The principal chief of the Osage Nation voiced concern Friday that Oklahoma Gov. Kevin Stitt’s interest in renegotiating tribal gaming compact details could lead to lengthy and expensive litigation that will mean millions of Oklahoma taxpayer and tribal dollars spent on lawyers rather than on citizens who need assistance.


An opinion column that the governor recently submitted to a Tulsa newspaper said that “most state-tribal compacts around the country provide for exclusivity fees to the state of 20% to 25%.”

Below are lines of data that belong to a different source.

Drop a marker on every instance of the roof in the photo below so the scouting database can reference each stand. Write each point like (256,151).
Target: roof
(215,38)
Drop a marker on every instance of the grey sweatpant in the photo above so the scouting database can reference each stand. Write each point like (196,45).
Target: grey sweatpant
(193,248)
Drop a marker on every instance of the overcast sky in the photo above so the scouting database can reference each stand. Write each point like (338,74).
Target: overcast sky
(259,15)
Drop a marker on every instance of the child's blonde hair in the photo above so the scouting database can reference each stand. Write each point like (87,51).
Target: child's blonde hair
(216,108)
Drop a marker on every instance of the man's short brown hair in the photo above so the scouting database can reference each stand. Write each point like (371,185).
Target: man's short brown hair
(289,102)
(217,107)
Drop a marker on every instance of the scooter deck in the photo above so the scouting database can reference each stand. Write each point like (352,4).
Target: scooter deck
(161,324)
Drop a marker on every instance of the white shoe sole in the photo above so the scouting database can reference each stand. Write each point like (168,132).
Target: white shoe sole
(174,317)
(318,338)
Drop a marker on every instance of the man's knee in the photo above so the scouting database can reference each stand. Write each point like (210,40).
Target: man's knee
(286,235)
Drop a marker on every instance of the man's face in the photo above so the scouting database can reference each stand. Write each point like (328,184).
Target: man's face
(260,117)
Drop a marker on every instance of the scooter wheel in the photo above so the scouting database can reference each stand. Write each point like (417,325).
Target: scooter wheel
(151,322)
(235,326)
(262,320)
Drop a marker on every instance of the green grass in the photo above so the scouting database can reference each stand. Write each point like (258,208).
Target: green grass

“In fact, in November 2018, voters in our neighboring state of Arkansas approved four new casinos in the state, two of which will be bid on by tribes from Oklahoma, according to media reports. In Arkansas, the fee will start at 13% and max out at 20%,” Stitt said in his column. He added that “exclusivity fees” in Oklahoma currently range from 4-6%.


“Whoever has been advising him gave him wrong information,” Standing Bear said in an interview Friday. The chief cited a response to Stitt by the Oklahoma Indian Gaming Association and its chairman, Matthew L. Morgan. The OIGA’s response offers what it calls clarifications of statements made by the governor.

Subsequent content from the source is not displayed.